Correction: An earlier version of this story misidentified Jordan Evans. The story has been corrected.
Winning the 2009 Oklahoma Class 2A football championship at Lincoln Christian Academy is a bond that Jordan Evans, Seth Lewandowski, Cole Johnson and Christian Barbee will likely share their entire lives.
Yet it was their entrepreneurial spirit and willingness to help a friend that united the former teammates to pursue dreams off the field.
The four remained close after high school and often spoke of owning a business together one day. When Johnson got laid off from his manufacturing job, they decided to follow their vision and also help a friend when the four created what would later become Showroom Garage Services LLC, a company that cleans and organizes homeowners’ garages.
“Our objective was to create a system where we could all work together and benefit from each other,” Lewandowski said. “We had wanted to start a business in Tulsa and then one of our good, trusted friends got laid off from his job, so it seemed like the perfect time to make something happen.”
It did not take them long to come up with a concept.
Evans and Barbee had cleaned garages during college to make some extra cash. Armed with Barbee’s pick-up and a modest array of cleaning supplies, the two-man team spent weekends scrubbing and de-cluttering the garages of their friends and family and discovered they could get paid to maintain people’s often-neglected garages.
“We were just driving through these neighborhoods, and a good majority of the garages were just filthy,” Barbee said. “We were thinking no one wants to spend their entire weekend cleaning them, so we decided to try it and it stuck for a bit.

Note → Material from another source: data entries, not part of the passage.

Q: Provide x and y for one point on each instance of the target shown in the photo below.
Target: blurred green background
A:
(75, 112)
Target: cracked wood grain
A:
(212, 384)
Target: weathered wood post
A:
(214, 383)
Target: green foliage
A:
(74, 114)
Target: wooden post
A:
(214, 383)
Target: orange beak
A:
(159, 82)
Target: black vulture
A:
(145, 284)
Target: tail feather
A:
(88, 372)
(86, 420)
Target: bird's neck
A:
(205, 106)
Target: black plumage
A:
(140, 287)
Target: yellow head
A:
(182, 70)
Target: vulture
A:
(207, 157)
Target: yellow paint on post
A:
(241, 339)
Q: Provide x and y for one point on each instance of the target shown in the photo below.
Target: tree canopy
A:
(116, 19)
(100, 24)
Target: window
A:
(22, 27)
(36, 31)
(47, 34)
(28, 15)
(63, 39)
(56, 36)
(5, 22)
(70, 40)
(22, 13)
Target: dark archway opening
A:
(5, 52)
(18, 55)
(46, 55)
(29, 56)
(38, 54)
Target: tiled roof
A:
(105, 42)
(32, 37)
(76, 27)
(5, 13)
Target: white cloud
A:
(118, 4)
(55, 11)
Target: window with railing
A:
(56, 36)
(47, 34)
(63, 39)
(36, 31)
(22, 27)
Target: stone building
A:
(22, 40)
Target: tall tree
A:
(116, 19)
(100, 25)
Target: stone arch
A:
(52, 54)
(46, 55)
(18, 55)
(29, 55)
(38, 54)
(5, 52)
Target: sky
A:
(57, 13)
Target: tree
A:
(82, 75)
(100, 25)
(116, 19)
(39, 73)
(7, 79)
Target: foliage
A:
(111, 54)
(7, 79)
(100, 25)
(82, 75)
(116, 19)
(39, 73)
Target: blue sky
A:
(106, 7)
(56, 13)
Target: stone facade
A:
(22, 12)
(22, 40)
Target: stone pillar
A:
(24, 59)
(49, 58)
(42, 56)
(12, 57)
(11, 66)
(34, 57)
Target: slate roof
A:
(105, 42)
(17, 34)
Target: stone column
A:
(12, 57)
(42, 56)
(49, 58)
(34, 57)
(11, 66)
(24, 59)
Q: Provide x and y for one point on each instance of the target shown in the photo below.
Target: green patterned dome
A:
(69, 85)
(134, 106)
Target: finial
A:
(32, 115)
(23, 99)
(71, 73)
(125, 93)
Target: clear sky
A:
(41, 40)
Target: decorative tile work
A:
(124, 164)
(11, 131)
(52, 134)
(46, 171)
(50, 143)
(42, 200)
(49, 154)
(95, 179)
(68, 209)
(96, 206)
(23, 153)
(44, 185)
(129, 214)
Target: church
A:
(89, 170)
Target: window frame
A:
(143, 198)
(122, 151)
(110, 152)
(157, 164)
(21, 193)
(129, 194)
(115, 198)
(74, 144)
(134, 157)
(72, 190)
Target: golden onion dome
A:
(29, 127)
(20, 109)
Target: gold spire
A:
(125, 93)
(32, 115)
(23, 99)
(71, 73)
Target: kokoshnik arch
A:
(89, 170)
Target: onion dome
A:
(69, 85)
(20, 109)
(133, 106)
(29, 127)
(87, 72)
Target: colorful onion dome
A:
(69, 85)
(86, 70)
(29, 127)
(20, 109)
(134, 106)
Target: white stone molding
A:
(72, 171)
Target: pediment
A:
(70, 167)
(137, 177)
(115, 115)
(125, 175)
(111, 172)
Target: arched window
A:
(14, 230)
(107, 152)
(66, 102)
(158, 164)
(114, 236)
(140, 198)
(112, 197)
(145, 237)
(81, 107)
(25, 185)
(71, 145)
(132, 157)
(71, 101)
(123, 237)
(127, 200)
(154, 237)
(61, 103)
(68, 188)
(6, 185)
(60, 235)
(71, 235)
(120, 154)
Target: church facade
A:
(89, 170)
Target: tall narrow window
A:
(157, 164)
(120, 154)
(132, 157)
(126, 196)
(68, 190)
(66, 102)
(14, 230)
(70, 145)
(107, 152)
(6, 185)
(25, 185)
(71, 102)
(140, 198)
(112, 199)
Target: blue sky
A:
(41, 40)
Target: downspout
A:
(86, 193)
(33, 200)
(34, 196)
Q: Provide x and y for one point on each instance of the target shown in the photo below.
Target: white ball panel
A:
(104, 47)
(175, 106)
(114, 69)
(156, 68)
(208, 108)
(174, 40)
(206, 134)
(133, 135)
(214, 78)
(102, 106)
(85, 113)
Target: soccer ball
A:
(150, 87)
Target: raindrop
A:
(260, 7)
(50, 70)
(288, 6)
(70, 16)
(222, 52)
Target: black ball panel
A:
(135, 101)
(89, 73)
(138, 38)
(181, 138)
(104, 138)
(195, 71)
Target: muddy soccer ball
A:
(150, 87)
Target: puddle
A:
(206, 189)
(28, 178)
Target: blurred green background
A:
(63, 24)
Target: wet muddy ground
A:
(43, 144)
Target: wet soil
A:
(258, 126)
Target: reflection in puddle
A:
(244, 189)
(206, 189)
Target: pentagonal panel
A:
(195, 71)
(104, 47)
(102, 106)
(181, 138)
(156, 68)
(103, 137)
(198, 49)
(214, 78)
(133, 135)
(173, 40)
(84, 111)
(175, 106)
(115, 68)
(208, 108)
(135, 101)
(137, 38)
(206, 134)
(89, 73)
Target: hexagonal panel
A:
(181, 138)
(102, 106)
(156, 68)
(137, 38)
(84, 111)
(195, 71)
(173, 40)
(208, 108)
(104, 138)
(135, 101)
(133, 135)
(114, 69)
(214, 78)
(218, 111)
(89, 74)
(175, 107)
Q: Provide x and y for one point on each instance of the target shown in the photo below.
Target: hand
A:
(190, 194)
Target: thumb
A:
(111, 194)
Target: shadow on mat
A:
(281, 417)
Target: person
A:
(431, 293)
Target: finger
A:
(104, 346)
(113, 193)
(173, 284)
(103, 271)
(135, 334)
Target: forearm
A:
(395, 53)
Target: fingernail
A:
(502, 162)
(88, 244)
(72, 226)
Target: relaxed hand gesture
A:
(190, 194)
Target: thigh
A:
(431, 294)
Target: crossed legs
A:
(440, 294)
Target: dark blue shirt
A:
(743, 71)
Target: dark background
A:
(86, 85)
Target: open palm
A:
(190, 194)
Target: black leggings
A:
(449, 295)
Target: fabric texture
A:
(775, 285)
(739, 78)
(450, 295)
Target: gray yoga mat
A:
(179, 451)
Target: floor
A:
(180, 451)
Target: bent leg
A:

“A lot of people really liked the idea then, but we didn’t pour that much into it back then because we didn’t have the time. Now the four us can work together now and make it happen.”

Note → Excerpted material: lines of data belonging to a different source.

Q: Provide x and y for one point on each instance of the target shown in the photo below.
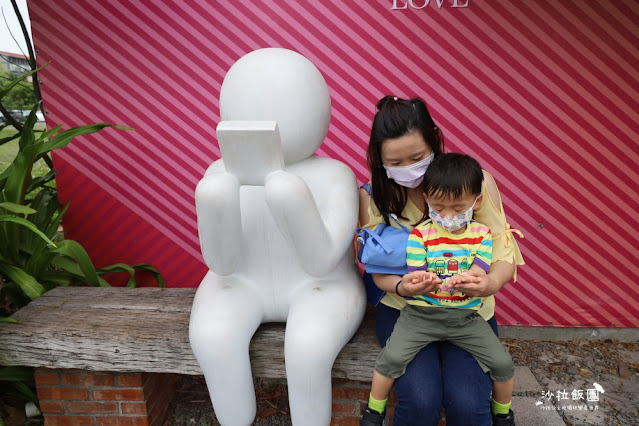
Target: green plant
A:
(34, 256)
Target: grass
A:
(9, 150)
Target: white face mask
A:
(409, 176)
(452, 223)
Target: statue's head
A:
(284, 86)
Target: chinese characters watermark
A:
(576, 395)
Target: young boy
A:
(444, 246)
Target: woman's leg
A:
(467, 388)
(419, 391)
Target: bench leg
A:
(75, 397)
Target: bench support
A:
(75, 397)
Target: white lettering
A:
(395, 5)
(419, 7)
(456, 4)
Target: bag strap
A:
(368, 188)
(404, 227)
(375, 236)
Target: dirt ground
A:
(557, 366)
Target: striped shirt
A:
(432, 248)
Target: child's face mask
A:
(409, 176)
(452, 223)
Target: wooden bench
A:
(112, 355)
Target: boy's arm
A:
(416, 252)
(481, 263)
(484, 250)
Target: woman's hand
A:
(417, 283)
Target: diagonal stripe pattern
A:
(543, 93)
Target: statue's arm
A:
(217, 202)
(322, 234)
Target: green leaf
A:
(41, 181)
(9, 138)
(47, 134)
(76, 252)
(16, 208)
(27, 224)
(72, 270)
(156, 274)
(119, 267)
(29, 285)
(20, 176)
(63, 138)
(15, 82)
(28, 136)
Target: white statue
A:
(276, 228)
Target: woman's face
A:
(405, 150)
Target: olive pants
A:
(418, 326)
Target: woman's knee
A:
(419, 391)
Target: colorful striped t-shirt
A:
(432, 248)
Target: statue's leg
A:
(225, 315)
(322, 319)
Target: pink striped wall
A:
(543, 93)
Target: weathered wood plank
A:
(146, 329)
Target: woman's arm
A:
(477, 282)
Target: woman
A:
(404, 140)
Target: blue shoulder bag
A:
(382, 251)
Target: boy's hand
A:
(417, 283)
(474, 282)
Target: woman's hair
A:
(395, 118)
(453, 174)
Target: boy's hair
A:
(453, 174)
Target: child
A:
(441, 248)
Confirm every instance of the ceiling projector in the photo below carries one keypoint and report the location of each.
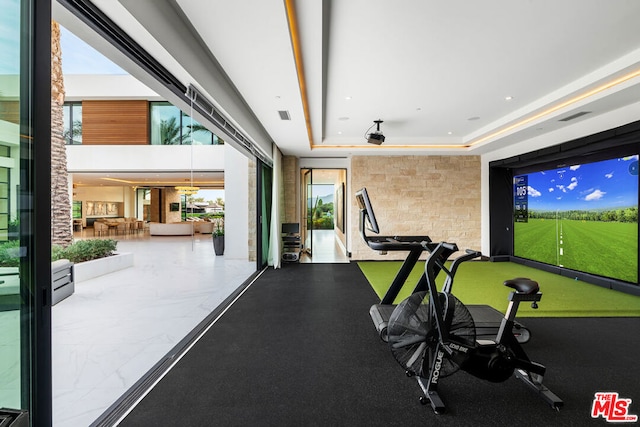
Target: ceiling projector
(376, 137)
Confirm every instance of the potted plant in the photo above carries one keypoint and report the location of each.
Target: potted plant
(218, 236)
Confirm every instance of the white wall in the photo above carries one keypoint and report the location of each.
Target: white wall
(581, 129)
(145, 158)
(236, 204)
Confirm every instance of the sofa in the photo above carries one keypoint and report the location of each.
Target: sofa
(170, 228)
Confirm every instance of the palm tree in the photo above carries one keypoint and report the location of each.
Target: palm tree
(61, 230)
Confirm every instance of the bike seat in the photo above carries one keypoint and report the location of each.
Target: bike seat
(523, 285)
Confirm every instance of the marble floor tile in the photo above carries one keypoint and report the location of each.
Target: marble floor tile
(116, 327)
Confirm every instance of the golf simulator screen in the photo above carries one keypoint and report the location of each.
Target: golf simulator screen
(582, 217)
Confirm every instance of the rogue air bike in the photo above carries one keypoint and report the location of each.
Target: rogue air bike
(432, 335)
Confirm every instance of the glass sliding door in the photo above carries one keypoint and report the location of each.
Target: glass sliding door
(306, 203)
(25, 208)
(264, 176)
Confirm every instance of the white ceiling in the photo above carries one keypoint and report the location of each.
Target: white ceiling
(437, 73)
(204, 180)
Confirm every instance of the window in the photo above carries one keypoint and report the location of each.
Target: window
(170, 126)
(72, 117)
(77, 210)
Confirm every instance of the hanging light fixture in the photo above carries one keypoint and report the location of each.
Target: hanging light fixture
(186, 189)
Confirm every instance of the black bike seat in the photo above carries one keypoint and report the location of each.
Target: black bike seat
(523, 285)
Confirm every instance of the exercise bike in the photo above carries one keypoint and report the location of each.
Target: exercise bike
(432, 335)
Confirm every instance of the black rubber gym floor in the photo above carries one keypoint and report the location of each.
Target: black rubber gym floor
(299, 349)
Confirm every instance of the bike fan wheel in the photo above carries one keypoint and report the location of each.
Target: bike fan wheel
(413, 333)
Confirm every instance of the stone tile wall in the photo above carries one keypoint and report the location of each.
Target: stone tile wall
(416, 195)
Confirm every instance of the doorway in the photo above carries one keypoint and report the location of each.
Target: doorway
(323, 215)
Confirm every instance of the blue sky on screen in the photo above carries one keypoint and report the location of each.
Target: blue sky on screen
(9, 37)
(80, 58)
(600, 185)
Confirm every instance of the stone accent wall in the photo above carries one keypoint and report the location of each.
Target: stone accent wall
(438, 196)
(61, 229)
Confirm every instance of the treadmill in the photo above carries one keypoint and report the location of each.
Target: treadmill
(486, 318)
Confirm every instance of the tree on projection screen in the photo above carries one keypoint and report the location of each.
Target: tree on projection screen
(582, 217)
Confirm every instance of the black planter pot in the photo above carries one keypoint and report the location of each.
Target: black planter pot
(218, 245)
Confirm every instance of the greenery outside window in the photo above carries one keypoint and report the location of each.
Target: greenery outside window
(72, 118)
(77, 210)
(170, 126)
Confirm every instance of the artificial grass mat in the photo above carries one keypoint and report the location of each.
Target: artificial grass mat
(480, 282)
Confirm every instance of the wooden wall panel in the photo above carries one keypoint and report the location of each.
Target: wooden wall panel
(115, 122)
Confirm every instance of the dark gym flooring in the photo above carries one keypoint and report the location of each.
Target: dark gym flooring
(299, 348)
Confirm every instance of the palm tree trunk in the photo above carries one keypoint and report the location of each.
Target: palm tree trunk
(61, 227)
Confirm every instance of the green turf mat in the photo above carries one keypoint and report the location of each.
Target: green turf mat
(480, 282)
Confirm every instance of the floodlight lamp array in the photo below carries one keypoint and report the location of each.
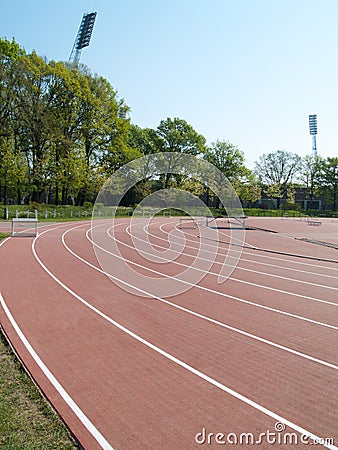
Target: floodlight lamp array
(313, 124)
(85, 31)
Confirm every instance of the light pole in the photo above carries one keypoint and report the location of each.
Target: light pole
(83, 37)
(313, 132)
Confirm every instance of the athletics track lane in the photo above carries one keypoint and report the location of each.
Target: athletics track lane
(226, 356)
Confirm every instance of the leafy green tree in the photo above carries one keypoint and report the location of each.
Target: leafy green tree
(309, 174)
(229, 160)
(13, 171)
(177, 136)
(328, 179)
(276, 171)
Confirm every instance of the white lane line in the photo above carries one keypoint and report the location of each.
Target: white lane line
(186, 366)
(4, 240)
(200, 316)
(254, 261)
(246, 269)
(51, 378)
(222, 294)
(238, 280)
(257, 255)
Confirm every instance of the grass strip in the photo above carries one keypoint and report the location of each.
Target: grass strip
(27, 421)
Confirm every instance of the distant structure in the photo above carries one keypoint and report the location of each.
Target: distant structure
(83, 37)
(313, 132)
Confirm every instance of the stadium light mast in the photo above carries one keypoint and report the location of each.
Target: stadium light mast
(313, 132)
(83, 37)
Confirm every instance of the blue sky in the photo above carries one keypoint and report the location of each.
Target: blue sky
(246, 71)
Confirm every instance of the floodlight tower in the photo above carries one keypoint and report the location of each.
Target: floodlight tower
(313, 132)
(83, 37)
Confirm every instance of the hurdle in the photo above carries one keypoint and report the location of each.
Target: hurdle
(240, 219)
(191, 221)
(25, 227)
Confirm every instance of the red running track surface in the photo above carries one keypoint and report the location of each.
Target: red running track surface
(128, 371)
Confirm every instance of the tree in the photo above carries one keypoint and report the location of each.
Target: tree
(177, 136)
(12, 170)
(276, 170)
(229, 160)
(309, 174)
(328, 178)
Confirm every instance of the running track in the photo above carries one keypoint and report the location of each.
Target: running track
(127, 371)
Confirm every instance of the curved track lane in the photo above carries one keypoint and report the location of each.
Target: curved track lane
(127, 371)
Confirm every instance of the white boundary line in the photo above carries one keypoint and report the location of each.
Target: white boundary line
(201, 316)
(222, 294)
(262, 286)
(51, 378)
(246, 269)
(285, 258)
(183, 364)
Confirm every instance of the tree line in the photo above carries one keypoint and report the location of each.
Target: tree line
(64, 131)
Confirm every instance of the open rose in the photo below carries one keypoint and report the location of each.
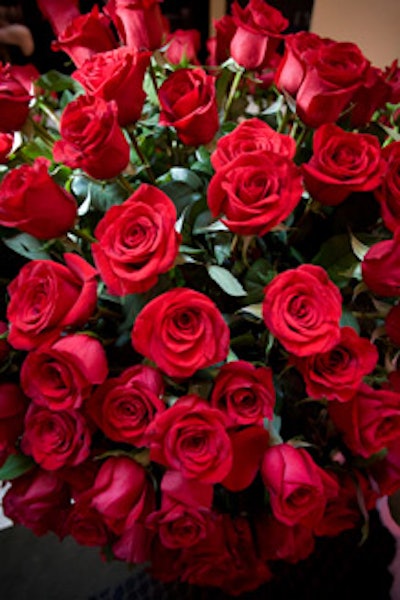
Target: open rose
(34, 203)
(117, 75)
(47, 298)
(181, 331)
(342, 162)
(91, 138)
(188, 103)
(255, 192)
(137, 241)
(190, 437)
(302, 308)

That experience led forming the company in May, and the group invested in high-end cleaning equipment and supplies, a pop-up tent and a custom wrap for their commercial sports utility vehicle to get started.

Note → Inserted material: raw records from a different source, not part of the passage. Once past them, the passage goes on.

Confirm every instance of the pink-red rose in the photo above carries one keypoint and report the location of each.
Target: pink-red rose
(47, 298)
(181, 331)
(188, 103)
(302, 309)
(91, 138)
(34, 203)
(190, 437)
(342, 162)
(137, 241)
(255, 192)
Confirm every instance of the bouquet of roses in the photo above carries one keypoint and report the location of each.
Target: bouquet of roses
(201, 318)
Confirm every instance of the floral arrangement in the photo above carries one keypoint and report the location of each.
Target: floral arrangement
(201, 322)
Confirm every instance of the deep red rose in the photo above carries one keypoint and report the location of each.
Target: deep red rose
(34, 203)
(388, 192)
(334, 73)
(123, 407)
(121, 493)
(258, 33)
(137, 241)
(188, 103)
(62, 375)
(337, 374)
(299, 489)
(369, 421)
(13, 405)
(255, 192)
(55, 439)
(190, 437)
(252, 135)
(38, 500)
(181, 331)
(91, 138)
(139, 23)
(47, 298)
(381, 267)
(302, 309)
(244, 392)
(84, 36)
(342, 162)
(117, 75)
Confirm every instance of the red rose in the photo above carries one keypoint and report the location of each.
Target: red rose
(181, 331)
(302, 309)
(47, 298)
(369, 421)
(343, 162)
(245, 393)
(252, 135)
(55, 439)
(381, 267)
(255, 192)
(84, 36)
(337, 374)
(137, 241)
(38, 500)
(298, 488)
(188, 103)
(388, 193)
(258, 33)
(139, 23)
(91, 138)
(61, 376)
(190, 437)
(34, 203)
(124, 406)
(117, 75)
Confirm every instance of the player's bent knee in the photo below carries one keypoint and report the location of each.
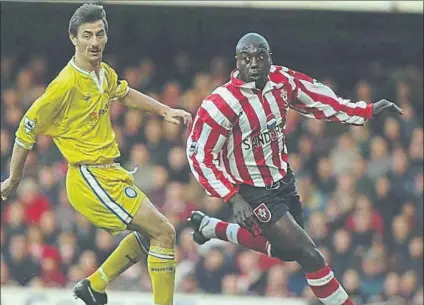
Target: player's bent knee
(166, 233)
(311, 259)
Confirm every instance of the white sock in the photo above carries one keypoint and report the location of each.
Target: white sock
(207, 226)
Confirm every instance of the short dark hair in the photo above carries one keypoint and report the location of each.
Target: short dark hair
(88, 12)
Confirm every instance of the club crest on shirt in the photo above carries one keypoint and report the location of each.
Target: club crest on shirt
(283, 94)
(262, 213)
(193, 148)
(130, 192)
(29, 125)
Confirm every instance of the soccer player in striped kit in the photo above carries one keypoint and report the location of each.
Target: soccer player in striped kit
(237, 151)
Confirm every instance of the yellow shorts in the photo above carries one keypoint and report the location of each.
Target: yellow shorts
(105, 195)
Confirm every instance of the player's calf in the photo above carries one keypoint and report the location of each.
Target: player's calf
(288, 235)
(161, 259)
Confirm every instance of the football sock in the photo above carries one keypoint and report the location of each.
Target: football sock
(125, 255)
(326, 287)
(161, 264)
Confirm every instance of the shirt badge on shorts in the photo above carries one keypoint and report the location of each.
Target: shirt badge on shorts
(130, 192)
(284, 95)
(262, 213)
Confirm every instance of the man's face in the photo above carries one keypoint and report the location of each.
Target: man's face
(91, 40)
(253, 63)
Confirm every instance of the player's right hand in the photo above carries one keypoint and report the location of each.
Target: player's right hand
(243, 214)
(8, 188)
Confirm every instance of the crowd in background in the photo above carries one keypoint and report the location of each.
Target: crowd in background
(361, 187)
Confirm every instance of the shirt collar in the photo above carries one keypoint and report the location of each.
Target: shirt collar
(81, 70)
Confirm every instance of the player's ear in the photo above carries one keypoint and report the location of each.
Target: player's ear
(73, 39)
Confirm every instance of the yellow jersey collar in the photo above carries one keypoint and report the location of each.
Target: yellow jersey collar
(99, 81)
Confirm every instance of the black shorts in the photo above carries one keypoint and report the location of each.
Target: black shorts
(271, 203)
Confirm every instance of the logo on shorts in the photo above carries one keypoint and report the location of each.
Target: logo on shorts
(262, 213)
(130, 192)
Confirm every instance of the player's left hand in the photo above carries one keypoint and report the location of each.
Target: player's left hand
(8, 188)
(175, 116)
(385, 105)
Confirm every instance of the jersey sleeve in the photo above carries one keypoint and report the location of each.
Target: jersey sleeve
(42, 114)
(204, 145)
(117, 88)
(316, 100)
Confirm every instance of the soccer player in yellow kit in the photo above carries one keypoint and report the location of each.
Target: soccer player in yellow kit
(74, 111)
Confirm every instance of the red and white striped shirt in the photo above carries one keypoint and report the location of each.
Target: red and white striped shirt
(238, 133)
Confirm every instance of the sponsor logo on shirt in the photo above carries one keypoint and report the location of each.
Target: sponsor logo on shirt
(274, 130)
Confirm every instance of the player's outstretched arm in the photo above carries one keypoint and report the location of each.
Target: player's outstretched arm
(137, 100)
(17, 164)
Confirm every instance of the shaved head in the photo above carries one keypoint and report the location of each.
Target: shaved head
(252, 40)
(253, 59)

They fine-tuned their services to include a four-step cleaning process known as the Royal Transformation.
Steps include meeting the client to walk them through the process, removing personal items and hauling off trash, cleaning the entire garage — which can include dusting, painting and power washing — and organizing the client’s items and adding any final touches to transform the garage from a cluttered space into a showroom.
The Royal Transformation service costs $400 for the average two-car garage and takes about four to six hours to complete. Clients can also subscribe to Royal Sweeps, which is monthly maintenance cleanings at a smaller price, to keep their garages pristine.
“We’re really wanting to become the maids of the garage industry where we come in every month and just make sure their garage is always clean, still smells good and is still organized,” Evans said.
So far the response has been overwhelmingly positive.
“Eighty-five percent of the people that get the Royal Transformation service end up signing up for our subscription service because they are so amazed at how clean their garage is and they never want to revert back,” Evans said.
While the business is solely owned and operated by the four, they hope to expand and eventually turn it into a franchise.
“I would not be involved in spending this much time and effort if I did not see the bigger picture for this business,” Lewandowski said. “Based on the feedback that we’ve gotten from customers, it has kind of made us think that we can take this service that we are providing to people and do it in a way that can be scaleable.”
Said Johnson: “We really feel like if we put our minds to it and work as a team that the sky is the limit.”